I need the lowerst possible latency. BLE I can exclude here. I don't know the latency of wifi, but I think cable has the lowest one of all options. Down side of wifi is also I needed an external power supply.

Yes.

R = resistor, C = capacitor, Q = transistor. For D1 a 1n4148 would work.

Yes, you do. Standard MCUs cannot safely power any motor from the digital output pins.

Are you looking for a MCU (and build a PCB around it) or are you looking for a small board?

Not all MCUs provide USB functionality; so that would require an additional component increasing the size. Therefore I would look at MCUs with native USB.

I'm assuming that you want a board.

Getting Started with Seeed Studio XIAO SAMD21 | Seeed Studio Wiki (note that it's a 3.3V board) or Beetle_SKU_DFR0282-DFRobot might fit the bill

Is there a reason why you want to use USB? If WiFi is an option, you can
consider an Espressif based board (ESP8266/ESP32, e.g. LOLIN D1 mini — WEMOS documentation). Again a 3.3V board.

If you don't want a board but want to design yourself, you can base your design on the processors on those boards.

Note:
There might be smaller boards, I'm do not know all of them.

Ok, maybe I confused the terms. I looking for a ready to use product in the best case. Something like the arduino boards. I want to avoid making cyrcits by myself as possible.
Before I posted here, I thought, it will be just plug in/soldering the motor's pluses and grounds on a PCB and everything else will be on the software side.

Just in that moment it comes into my mind, if I use a cable for connection to my PC, the board doesn't have to be as small as possible. A cable to my wrist is a cable to my wrist, it doesn't matter if its a USB cable or bundled pluses and grounds. The board can lay on the desk then. :thinking: But in case of wifi connection, the board should be small.

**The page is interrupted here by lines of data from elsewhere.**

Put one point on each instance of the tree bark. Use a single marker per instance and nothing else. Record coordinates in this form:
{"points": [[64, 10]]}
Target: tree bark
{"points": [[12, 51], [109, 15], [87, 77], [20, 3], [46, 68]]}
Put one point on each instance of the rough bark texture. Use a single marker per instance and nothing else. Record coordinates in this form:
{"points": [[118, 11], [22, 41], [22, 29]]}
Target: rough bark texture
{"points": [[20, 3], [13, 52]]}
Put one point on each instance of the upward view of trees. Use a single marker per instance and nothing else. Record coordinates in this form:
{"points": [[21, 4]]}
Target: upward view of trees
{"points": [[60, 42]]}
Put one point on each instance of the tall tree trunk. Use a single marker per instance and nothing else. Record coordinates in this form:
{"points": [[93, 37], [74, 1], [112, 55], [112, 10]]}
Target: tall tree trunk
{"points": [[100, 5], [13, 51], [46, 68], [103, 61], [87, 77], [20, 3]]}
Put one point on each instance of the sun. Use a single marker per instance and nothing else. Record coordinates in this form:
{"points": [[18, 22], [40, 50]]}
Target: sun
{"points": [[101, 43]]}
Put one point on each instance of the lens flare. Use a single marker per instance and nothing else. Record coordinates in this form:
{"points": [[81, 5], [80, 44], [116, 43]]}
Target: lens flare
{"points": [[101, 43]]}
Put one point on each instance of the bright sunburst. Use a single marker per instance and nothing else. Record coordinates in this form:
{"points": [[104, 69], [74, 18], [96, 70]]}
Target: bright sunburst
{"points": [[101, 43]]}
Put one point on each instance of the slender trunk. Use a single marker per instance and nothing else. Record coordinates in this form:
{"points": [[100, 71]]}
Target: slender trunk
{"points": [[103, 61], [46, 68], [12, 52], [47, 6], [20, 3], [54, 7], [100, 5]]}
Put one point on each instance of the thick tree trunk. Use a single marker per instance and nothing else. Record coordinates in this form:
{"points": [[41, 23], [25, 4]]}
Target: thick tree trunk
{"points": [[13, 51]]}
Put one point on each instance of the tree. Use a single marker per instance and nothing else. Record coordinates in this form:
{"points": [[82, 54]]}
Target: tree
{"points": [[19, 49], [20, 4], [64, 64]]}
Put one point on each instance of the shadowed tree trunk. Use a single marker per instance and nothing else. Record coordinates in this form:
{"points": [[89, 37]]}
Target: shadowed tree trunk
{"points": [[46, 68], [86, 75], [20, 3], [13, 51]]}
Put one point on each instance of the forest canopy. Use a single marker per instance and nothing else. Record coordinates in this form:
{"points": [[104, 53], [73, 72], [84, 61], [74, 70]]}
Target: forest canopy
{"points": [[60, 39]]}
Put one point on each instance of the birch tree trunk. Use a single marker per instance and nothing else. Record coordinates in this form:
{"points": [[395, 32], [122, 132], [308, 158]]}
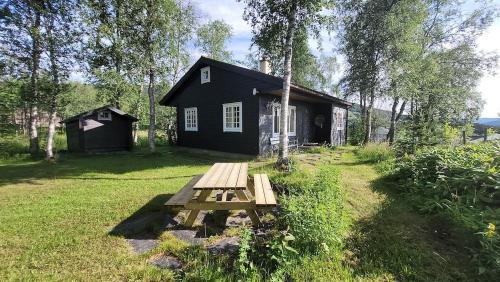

I think for a "prototype" I should start with a board which has both, USB slot and wifi. In case the wifi latency will be to high for my project, I can still use the USB slot. After I know more I can buy another board for the final result. The boards aren't expensive.

Then I believe jremington gave you the best approach in post #4:

But since the motors will be attached to your wrist, I like sterretje's idea of going wireless or even forgetting the mouse. But it's definitely a tougher project.